The consortium stands at the heart of the mission of the McNickle Center, and the Center’s staff take responsibility for organizing program administration. The program is composed of six aspects: an annual three-day graduate workshop, an annual graduate conference, a one-month residential summer institute, one to two month graduate student fellowships, faculty fellowships, and additional activities coordinated by the McNickle center. The McNickle Center Seminar in American Indian Studies also runs alongside the Consortium programs, in which staff, fellows, and graduate students and faculty gather to share papers and “works in progress.”

The 20 current Consortium members include: Cornell University, Harvard University, Michigan State University, Northwestern University, Princeton University, University of British Columbia, University of Colorado at Boulder, University of Illinois at Urbana-Champaign, University of Manitoba, University of Minnesota, University of Nevada at Las Vegas, University of New Mexico, University of North Carolina at Chapel Hill, University of Oklahoma, University of Washington, University of Winnipeg, University of Wisconsin at Milwaukee, University of Wyoming, Vanderbilt University, and Yale University

== Additional programs ==

=== The American Indian Studies Seminar Series ===
The American Indian Studies Seminar Series was launched in the Fall of 2008, and features scholarly discussions of presented papers based on works in progress.
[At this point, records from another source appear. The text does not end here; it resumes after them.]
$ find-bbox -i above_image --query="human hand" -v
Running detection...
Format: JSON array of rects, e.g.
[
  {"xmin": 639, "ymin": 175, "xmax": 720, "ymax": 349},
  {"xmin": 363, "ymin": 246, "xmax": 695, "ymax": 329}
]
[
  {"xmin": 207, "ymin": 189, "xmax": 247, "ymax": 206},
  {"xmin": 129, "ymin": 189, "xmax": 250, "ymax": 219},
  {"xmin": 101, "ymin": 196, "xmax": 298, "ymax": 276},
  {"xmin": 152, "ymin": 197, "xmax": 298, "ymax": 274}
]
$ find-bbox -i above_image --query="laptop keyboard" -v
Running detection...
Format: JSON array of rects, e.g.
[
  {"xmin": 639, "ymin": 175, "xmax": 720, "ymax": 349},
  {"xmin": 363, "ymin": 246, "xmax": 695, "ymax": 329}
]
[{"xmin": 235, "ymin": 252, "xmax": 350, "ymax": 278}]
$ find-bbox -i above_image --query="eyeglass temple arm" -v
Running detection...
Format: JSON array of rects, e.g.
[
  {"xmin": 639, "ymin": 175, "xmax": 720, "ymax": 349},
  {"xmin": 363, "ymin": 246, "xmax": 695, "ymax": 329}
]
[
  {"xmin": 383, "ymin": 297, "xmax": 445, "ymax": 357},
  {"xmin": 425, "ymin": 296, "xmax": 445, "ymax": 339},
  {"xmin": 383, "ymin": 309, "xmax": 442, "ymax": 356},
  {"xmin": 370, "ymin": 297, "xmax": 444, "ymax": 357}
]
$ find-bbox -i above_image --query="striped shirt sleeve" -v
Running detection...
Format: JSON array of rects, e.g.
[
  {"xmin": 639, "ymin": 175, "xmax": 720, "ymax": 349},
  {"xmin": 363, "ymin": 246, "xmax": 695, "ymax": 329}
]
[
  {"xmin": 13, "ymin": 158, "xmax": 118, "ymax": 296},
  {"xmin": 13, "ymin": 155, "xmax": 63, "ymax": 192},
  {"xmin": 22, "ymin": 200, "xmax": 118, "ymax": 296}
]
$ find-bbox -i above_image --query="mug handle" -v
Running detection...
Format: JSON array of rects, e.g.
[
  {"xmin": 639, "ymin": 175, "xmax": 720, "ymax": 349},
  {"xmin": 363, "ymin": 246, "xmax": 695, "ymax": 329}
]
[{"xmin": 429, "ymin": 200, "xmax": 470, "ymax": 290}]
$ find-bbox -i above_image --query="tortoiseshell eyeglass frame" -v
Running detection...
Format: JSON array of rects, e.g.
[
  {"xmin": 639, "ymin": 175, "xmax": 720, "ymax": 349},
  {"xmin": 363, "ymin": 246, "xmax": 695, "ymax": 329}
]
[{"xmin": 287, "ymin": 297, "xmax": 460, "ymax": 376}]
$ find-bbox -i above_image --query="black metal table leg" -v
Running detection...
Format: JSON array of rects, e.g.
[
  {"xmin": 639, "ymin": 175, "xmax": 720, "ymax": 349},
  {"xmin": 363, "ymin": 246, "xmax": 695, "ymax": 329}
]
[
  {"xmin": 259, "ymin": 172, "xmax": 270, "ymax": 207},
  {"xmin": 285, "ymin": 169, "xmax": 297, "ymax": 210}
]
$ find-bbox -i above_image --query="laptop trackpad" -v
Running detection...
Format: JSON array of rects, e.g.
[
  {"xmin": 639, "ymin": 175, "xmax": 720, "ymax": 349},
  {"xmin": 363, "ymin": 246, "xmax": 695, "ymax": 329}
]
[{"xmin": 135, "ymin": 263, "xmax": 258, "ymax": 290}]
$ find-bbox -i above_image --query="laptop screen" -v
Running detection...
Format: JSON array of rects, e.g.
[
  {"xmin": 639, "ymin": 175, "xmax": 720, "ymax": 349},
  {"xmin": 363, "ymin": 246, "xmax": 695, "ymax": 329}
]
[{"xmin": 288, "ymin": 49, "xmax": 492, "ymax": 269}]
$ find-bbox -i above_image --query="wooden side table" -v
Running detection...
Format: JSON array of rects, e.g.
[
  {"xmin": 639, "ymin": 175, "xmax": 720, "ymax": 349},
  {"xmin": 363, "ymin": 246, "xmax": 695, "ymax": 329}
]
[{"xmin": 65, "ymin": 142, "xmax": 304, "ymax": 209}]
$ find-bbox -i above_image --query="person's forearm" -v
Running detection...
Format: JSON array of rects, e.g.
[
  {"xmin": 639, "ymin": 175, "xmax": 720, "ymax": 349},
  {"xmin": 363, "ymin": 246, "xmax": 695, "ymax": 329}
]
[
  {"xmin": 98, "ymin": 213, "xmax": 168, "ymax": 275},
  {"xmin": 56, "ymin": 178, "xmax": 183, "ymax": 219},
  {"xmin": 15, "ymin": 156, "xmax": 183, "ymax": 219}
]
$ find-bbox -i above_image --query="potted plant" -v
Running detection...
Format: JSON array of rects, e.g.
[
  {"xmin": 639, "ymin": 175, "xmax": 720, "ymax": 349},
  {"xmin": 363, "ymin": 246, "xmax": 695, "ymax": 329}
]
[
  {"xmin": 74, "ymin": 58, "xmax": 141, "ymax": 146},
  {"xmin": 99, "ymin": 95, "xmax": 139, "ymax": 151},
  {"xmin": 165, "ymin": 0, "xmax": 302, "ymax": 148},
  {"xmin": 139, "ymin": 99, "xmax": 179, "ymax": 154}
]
Attendees include faculty, graduate students, and independent scholars.

=== Public programs ===
The D’Arcy McNickle Center provides public programming highlighting the work of contemporary scholars, authors, and artists who engage American Indian and Indigenous histories, cultures, and perspectives through a variety of mediums. As a member of the Chicago American Indian Collaborative, the Center assists with serving the American Indian and Indigenous peoples of Chicago. The McNickle Center is committed to featuring public events that reflect both the local and hemispheric American Indian and Indigenous experiences.

Various programs are held annually and throughout the year. An annual celebration of Indigenous Dance occurs in Washington Square Park, just across the street from the Newberry. An upcoming collaboration with Northwestern University’s Weinberg College of Arts and Sciences One Book, One Northwestern, Department of English and Department of History will sponsor a series of events for the 2015-2016 academic year.
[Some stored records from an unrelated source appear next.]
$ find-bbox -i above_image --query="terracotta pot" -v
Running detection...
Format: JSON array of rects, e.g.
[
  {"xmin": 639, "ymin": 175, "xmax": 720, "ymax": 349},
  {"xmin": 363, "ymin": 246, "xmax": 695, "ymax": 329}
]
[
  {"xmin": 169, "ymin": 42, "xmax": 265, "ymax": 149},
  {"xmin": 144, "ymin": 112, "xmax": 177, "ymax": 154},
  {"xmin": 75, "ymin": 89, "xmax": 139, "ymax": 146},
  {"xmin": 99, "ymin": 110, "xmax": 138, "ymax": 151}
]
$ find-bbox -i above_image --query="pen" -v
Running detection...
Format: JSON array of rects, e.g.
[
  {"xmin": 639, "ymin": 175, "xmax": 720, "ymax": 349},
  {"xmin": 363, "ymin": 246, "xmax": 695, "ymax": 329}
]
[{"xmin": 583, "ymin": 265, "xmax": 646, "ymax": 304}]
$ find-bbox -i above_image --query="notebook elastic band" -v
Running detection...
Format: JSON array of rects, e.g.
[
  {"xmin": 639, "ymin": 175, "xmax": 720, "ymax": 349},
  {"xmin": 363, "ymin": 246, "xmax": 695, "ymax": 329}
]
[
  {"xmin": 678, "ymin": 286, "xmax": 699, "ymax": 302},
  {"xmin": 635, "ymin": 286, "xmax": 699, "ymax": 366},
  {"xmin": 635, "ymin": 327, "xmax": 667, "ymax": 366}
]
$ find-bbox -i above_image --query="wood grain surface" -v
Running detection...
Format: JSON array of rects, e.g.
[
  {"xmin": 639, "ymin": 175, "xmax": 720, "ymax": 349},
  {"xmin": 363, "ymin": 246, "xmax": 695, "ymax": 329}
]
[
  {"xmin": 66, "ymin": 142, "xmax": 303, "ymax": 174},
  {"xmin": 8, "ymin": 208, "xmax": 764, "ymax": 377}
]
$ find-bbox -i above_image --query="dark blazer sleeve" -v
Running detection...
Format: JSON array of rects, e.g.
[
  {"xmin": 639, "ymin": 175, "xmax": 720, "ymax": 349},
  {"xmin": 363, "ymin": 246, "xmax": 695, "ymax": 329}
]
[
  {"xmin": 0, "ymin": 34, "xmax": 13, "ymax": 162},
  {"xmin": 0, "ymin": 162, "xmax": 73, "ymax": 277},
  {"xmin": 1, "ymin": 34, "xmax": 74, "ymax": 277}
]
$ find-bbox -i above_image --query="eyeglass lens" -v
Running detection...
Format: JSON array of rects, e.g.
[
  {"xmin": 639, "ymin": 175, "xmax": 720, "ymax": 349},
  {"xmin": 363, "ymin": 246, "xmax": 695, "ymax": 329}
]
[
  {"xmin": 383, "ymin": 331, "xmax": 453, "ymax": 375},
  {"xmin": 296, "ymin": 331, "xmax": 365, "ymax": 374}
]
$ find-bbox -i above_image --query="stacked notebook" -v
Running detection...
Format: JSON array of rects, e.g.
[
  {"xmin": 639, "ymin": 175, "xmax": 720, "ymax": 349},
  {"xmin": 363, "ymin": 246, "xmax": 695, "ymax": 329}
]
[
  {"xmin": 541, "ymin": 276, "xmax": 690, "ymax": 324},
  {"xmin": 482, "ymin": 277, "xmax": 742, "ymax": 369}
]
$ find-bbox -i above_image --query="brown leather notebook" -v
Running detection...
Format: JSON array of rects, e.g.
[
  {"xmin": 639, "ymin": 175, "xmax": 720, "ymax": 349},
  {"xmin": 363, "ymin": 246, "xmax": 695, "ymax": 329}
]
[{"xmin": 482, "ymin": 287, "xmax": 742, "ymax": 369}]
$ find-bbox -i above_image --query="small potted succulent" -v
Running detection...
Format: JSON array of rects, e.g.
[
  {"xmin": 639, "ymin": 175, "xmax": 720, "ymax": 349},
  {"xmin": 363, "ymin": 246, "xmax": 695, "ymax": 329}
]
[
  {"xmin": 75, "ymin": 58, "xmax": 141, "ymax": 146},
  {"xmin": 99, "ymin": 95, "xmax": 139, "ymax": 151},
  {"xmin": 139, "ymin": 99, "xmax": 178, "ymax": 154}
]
The D’Arcy McNickle Distinguished Lecture Series is an annual event that celebrates American Indian scholars, writers, and artists who consistently demonstrate excellence in their work concerning Indigenous peoples, cultures, and histories, and who actively address contemporary issues faced by American Indian and Indigenous communities. Previous speakers include Dr. Ned Blackhawk and Leslie Marmon Silko.